Titan is probably too cold to permit evolution. Atmospheric ionizations, lightening, deep geothermal chemistry, and so on may indeed have generated some biotic precursors - complex organics, amino acids, carbohydrates, or nucleic acids - but the chances of them being able to interact the gazillions of times needed to randomly find stable and regenerative molecules is unlikely at its ambient temperatures.
However, the possibility that, at the right temperatures and thermodynamics, that these molecules could assemble and evolve in a methane solvent, is not beyond theoretical possibility, as long as enough nitrogen, oxygen, other atoms, (water), and energy are there to evolve the complexity of the molecules.

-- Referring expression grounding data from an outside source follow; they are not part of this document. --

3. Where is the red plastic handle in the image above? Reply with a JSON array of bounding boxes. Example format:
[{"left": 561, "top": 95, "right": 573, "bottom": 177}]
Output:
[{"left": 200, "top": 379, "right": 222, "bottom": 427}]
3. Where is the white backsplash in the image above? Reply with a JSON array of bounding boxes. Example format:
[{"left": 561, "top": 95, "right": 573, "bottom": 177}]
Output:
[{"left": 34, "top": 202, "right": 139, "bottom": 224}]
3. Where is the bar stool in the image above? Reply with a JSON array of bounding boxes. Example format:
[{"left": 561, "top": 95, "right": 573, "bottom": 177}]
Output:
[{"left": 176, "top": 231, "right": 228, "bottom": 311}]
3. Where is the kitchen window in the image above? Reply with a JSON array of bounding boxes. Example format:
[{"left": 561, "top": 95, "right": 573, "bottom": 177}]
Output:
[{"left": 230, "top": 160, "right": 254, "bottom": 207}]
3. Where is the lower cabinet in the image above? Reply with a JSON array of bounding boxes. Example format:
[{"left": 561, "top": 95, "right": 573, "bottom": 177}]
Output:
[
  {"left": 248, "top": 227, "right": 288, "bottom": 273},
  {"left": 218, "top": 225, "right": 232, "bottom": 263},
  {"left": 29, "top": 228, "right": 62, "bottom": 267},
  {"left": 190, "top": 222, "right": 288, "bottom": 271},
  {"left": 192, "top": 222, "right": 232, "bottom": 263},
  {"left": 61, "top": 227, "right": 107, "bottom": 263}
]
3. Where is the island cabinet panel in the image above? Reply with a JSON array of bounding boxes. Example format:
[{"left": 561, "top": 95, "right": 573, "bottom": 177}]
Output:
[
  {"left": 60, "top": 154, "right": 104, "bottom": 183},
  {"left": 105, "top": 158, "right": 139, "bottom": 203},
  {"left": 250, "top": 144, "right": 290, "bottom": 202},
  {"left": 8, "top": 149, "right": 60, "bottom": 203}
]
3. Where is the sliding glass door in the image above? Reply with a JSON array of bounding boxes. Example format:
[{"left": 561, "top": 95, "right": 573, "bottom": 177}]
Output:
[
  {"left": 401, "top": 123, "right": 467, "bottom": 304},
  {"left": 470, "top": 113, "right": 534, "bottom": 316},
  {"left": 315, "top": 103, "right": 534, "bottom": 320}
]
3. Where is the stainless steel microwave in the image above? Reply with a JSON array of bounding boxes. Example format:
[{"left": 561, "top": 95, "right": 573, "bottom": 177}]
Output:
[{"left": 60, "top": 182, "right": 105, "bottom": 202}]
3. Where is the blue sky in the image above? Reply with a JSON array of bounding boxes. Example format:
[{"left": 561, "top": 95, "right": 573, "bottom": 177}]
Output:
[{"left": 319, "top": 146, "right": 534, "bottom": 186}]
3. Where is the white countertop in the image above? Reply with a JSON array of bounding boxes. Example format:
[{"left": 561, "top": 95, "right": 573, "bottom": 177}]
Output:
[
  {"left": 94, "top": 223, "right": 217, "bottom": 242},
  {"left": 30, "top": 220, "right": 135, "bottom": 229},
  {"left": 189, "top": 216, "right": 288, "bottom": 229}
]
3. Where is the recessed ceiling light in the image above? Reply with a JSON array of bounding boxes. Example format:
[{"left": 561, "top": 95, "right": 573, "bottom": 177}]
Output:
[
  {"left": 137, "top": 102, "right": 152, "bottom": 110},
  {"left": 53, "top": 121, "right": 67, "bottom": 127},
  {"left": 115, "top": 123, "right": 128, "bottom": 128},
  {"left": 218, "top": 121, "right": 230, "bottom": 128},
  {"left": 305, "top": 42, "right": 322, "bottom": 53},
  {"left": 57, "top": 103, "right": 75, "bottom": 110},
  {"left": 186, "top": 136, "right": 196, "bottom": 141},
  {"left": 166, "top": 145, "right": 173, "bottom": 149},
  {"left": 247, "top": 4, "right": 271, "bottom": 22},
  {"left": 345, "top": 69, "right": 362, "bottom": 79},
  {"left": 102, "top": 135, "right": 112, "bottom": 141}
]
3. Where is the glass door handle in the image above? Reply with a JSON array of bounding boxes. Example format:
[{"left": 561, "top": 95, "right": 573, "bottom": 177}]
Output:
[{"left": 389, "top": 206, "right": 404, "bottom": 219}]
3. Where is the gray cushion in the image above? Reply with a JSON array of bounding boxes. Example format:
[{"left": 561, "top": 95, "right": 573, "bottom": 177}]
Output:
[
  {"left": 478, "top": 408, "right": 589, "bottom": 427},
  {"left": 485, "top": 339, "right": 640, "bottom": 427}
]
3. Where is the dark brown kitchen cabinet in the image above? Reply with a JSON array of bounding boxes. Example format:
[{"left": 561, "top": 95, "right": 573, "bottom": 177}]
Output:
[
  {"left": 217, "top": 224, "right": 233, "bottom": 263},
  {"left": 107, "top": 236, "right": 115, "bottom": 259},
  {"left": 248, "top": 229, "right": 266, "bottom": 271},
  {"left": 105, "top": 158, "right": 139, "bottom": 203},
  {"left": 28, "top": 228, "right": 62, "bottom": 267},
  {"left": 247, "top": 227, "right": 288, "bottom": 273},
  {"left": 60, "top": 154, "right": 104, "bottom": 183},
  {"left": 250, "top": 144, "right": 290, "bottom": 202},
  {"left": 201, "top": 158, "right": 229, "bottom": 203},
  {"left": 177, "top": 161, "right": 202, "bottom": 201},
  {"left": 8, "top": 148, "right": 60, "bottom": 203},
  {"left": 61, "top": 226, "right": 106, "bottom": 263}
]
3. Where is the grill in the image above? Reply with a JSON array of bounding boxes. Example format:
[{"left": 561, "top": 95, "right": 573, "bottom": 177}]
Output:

This is what is presumed to have happened on earth.
It is possible that current Titanic atmospheric chemistry is converting CH4 into larger hydrocarbons and other molecules, which would sequester the methane, making it "disappear". Since these molecules would be denser than methane, they might be below the observable surface, and we would not know about them. It is possible though that far enough below, where warmer, that the chemistry has become very complex, possibly pre-biotic, or perhaps even biotic. Of course, that is the point of this original article, that the hydrocarbons are there in mass quantities, so some sort of long term chemistry is going on.
It would be interesting to take Titan's chemistry, as we have learned about it from Cassini-Huygens, put it in a laboratory bioreactor, adds some "lightening", heat, and so forth, and see what happens. In an old original Outer Limits episode from the 60's, they did just that, and some spooky creature evolved - how prescient!